João Santos


O homem do cimento


O primeiro emprego é numa agência de viagens. Mas depressa entra no Governo. Desde então nunca mais deixou de estar ligado ao mundo da construção. É, por duas vezes, director regional. Está na base da criação da Cimentos Madeira e é hoje presidente do Conselho de Adminsitração do grupo, que já tem outras empresas.


João Santos faz a primária na escola dos Ilhéus, o secundário, no liceu. É um aluno médio que associa os estudos à prática do futebol. Chega a jogar na equipa do Sporting da Madeira, quando milita na primeira divisão regional.
A dada altura, é chamado a cumprir o serviço militar obrigatório, durante 30 meses. Tem a sorte de não ir para o ultramar. Fica no continente.
Depois, João Santos vai para a faculdade, para o Instituto Superior de Ciências do Trabalho e Empresas, onde tira o curso de Organização e Gestão de Empresas. Termina-o em 1978.

Entrada no Governo

Regressa à Madeira. Tem uma passagem, muito curta, pela agência Ferraz, com ligações familiares.
Em Fevereiro de 1979 entra para o Governo Regional como técnico superior, na Secretaria Regional da Economia.
Dos primeiros serviços que tem no Governo um é o apoio à construção civil da Madeira. Entre outras funções tem a questão do abastecimento de materiais de construção, nomeadamente do cimento, que, naquele início de democracia, começa a ser problema.

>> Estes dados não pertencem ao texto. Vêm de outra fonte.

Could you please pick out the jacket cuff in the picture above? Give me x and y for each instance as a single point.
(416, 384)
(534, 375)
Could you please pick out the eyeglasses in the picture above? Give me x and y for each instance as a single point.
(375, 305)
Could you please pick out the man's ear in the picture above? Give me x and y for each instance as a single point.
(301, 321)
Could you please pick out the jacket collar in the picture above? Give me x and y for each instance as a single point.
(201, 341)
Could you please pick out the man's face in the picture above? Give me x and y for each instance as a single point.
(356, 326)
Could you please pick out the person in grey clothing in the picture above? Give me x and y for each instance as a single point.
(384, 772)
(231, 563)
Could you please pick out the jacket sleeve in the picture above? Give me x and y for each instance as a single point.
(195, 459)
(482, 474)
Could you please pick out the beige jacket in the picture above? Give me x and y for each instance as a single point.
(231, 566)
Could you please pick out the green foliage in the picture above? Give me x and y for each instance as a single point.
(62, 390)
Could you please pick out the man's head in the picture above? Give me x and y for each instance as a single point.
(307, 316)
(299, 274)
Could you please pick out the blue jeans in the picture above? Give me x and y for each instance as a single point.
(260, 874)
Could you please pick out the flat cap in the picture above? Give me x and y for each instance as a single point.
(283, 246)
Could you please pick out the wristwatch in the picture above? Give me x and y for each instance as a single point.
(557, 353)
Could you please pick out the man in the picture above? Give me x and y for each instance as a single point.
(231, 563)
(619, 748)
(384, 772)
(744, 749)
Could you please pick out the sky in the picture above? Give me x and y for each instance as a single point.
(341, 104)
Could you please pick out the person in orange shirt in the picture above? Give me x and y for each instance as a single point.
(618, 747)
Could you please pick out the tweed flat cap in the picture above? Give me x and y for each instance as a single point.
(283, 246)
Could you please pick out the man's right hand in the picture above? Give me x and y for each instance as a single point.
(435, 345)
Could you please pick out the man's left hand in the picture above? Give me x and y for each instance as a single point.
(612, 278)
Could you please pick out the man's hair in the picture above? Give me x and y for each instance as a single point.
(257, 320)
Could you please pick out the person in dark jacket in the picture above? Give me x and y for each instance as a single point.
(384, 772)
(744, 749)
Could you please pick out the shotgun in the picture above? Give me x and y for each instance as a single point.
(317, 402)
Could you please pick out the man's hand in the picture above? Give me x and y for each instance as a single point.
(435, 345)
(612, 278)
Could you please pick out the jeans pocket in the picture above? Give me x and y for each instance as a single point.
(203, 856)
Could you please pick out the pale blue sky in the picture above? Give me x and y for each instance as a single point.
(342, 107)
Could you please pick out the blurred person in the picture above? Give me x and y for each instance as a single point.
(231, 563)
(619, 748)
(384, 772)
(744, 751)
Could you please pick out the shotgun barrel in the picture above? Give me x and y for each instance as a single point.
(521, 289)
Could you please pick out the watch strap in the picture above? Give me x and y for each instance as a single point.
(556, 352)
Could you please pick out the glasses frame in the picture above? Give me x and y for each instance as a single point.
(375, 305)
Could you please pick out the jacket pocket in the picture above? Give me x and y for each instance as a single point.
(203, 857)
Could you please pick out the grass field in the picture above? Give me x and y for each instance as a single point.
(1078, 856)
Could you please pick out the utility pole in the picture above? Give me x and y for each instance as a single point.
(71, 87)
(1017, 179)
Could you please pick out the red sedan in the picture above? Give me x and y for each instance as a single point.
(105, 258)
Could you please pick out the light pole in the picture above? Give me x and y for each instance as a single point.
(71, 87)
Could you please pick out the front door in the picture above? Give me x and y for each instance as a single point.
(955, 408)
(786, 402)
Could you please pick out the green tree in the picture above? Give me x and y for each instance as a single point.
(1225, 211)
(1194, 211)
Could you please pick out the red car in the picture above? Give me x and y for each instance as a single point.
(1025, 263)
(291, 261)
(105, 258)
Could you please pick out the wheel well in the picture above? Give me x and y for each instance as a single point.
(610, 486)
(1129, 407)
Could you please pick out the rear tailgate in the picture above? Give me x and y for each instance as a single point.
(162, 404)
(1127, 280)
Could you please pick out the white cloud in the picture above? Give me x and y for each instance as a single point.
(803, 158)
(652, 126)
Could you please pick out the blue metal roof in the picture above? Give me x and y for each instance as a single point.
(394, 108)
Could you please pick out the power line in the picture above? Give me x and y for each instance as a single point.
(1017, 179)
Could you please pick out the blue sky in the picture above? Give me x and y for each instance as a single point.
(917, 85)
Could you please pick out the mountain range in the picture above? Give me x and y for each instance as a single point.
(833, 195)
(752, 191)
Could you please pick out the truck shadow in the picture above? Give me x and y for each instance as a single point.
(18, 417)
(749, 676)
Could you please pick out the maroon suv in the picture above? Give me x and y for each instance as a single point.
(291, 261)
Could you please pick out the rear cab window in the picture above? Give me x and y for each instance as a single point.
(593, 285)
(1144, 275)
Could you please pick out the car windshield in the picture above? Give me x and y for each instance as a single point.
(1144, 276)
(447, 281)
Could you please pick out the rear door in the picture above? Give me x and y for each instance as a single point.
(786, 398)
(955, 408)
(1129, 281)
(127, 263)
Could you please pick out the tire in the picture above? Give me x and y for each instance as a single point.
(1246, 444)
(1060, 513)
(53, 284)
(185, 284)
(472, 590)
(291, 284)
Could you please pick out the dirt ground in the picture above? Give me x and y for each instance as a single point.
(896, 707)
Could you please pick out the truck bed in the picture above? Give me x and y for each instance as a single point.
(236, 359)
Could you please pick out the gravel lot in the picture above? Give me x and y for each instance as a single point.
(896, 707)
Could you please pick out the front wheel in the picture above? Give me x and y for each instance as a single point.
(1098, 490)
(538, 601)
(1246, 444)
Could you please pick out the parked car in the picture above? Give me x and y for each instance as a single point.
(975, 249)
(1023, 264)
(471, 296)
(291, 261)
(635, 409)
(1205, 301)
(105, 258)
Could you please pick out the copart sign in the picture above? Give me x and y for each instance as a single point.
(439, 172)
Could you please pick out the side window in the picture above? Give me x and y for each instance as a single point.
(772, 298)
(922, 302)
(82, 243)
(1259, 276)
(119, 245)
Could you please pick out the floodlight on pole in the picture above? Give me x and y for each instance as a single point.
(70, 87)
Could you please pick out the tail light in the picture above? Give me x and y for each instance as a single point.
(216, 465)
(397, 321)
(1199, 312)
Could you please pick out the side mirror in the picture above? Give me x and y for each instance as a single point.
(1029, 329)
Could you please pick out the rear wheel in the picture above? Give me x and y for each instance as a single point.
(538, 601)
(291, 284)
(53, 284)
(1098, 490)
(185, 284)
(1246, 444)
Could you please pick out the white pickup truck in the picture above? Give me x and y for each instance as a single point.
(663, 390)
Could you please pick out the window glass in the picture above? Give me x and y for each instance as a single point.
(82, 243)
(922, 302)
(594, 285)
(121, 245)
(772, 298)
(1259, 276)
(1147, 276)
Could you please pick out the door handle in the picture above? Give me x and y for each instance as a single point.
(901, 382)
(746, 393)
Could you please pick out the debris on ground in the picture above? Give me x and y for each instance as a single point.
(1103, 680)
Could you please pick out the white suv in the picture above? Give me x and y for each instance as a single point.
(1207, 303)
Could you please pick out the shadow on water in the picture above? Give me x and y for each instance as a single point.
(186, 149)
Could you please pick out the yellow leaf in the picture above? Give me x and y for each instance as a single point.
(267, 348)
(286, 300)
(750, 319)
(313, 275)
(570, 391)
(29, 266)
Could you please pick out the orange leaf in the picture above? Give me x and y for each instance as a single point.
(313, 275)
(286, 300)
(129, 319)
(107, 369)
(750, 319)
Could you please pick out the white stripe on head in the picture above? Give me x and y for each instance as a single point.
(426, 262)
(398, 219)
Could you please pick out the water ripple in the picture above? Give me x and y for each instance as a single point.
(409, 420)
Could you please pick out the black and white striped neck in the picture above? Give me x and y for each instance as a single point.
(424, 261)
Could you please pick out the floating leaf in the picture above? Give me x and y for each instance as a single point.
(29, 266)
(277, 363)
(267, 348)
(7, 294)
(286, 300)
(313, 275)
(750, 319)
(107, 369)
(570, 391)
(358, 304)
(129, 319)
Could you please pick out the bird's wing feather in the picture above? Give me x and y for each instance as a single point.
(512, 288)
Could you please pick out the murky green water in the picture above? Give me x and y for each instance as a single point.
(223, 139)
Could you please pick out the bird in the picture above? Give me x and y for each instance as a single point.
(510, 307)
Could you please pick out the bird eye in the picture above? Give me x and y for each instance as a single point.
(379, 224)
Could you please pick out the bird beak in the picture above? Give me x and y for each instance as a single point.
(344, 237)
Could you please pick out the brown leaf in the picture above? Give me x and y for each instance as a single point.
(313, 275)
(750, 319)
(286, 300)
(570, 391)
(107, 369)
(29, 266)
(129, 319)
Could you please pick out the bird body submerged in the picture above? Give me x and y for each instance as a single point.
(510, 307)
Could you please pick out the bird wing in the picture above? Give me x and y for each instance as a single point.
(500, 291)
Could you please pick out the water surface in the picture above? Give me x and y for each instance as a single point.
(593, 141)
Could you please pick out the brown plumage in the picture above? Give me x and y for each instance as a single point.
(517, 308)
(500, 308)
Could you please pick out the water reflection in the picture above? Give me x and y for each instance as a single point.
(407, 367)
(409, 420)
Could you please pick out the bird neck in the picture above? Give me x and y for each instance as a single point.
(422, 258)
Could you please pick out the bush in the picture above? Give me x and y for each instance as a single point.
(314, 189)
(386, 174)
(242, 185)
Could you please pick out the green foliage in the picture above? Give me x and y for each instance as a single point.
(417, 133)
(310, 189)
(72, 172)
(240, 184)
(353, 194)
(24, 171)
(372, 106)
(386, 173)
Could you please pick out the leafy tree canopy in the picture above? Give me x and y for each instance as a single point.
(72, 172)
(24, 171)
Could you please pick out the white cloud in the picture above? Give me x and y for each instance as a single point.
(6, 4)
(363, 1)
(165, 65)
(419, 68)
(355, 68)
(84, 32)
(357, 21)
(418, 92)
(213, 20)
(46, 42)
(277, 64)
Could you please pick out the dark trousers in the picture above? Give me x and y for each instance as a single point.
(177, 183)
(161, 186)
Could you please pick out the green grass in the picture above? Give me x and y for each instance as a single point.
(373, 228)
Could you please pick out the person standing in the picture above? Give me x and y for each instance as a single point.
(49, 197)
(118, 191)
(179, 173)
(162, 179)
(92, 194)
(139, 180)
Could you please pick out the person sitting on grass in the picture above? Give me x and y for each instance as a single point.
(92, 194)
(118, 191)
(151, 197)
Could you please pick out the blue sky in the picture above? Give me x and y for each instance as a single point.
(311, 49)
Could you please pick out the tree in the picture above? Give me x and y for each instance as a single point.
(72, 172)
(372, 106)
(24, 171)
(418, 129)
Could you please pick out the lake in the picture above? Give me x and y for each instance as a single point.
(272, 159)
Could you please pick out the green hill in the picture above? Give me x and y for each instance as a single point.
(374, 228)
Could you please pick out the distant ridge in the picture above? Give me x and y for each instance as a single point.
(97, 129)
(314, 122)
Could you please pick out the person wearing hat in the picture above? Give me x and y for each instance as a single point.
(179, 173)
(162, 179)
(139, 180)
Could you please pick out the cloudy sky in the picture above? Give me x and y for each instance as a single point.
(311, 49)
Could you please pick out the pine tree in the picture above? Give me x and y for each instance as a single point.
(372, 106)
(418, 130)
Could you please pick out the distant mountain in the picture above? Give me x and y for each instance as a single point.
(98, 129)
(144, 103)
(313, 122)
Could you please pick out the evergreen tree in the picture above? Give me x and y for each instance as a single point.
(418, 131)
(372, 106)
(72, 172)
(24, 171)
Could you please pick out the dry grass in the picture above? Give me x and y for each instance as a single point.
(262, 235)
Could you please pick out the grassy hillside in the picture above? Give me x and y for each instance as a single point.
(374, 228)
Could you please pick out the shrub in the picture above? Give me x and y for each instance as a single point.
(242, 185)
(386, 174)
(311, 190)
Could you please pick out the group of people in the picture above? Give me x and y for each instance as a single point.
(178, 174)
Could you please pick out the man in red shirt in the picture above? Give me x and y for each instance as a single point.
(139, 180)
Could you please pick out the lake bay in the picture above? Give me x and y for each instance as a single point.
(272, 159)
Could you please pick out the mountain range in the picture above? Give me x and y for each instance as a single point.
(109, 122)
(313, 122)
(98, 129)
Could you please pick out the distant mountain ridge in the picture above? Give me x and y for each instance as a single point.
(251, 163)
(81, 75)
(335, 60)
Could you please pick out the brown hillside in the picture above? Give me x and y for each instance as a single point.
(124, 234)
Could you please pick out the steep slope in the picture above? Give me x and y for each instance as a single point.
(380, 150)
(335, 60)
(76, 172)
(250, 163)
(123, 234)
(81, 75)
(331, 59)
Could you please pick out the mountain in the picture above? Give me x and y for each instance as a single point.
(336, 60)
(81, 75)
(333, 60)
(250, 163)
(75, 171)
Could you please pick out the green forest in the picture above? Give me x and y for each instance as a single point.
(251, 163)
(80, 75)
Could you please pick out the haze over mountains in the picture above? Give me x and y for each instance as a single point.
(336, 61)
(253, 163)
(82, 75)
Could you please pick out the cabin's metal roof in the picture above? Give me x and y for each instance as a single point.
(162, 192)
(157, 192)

A Região Autónoma da Madeira inicia então o crescimento e o desenvolvimento, onde a construção tem um papel de destaque.
Em termos concretos, o serviço onde trabalha presta apoio técnico, económico e financeiro. Na prática, está dado o pontapé de saída para o contacto que mantém hoje com esta área.
No início dos anos 80 é nomeado pelo Governo Regional para a comissão administrativa na Cooperativa Agrícola do Funchal.
Consegue, assim, conciliar a parte pública com a privada, que tem mais a ver com a sua formação.

Director regional

Em 1981, é convidado para director regional do Comércio e Indústria. É secretário regional do Comércio e Transportes Miguel de Sousa, antigo colega de liceu e de faculdade, que acompanhará por mais de uma década.
Aceita o novo cargo. Faz com muita agrado e motivação. É uma experiência relevante na sua vida, que lhe permite um contacto ainda maior com a economia regional.
Por força do cargo é representante da Região no Conselho Nacional de Qualidade, o que lhe permite uma maior sensibilidade para esta questão, sobretudo numa terra que tem o turismo como principal actividade económica.
O apoio prestado inicialmente vai diminuindo ao mesmo tempo que a economia se desenvolve, com as empresas a encontrarem o seu mercado.
Mantém-se, contudo, a questão do cimento.

A solução do problema

Nesse âmbito, João Santos está ligado à solução de um problema que ajuda a responder ao crescimento e ao desenvolvimento na construção no sentido de encontrar ligações públicas e privadas, concretamente entre o Governo Regional e as duas empresas cimenteiras que corporizam o sector cimenteiro nacional: Cimpor e Secil.
É dessa comunhão de interesses que se inicia o processo de construção da Cimentos Madeira. Em 1984, é constituída a empresa. Cumulativamente, é nomeado gerente e director executivo por parte do Governo na fase inicial da empresa.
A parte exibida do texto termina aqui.